Colorado und Washington sind die erste beiden Staaten, die eine vollständige Legalisierung beschlossen haben. Sie sind vor allem vorbildhaft für das, was wir hier in Europa auch erreichen müssen. Diese Gesetzte sagen nicht nur, dass man für den Privatkonsum anbauen kann. Sie  Legalisieren den kommerziellen Anbau und regeln die Steuersätze. In ihnen steht auch, und das ist das entscheidende, wie die Steuern, die durch die Hanflegalisierung eingenommen werden, verwendet werden sollen. Nämlich nicht für die Armee oder den Bau von Autobahnen sondern für eine sinnvolle Gesundheits- und Drogenpolitik, für Aufklärung, Bildung und Prävention, aber auch für die Verbesserung der Rehabilitation von Leuten die mit Alkohol und harten Drogen Probleme haben. Wir werden auch hier in Deutschland und Europa nach der Legalisierung staatlicherseits viel Geld einnehmen und das muss genau in diese Dinge gesteckt werden.

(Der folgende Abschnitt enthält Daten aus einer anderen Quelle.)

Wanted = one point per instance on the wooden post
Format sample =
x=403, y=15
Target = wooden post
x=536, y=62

Wie lange wird es noch dauern, bis das Potential von Hanf so umgehend ausgeschöpft ist wie in dem Buch beschrieben?

1994 habe ich mit Jack eine große Tour gemacht, durch zehn deutsche Städte. Wir haben das Buch vorgestellt und Diskussionen geführt. Ich habe gesagt „in diesem Jahrtausend werden wir es nicht mehr erleben.“ Die Leute meinten damals, ich solle nicht so pessimistisch sein, denn jeder der das Buch gelesen hat, war der Meinung, dass sich Übermorgen alles ändern müsste. 20 Jahre später kann ich mich immer noch maßlos darüber aufregen, was alles an falscher Politik betrieben wird und würde sagen, dass muss morgen aufhören. Nachdem die USA vorangegangen sind, würde ich sagen, dass es bei und noch ca. zehn Jahre dauert, bis bei uns die Basis geschaffen ist, dass Hanf legal konsumiert und verkauft werden darf, dass Hanf als Medizin legal ist und das wir das Potenzial der Pflanze auch wieder richtig nutzen.

Vielen Dank, dass du dir Zeit für uns genommen hast.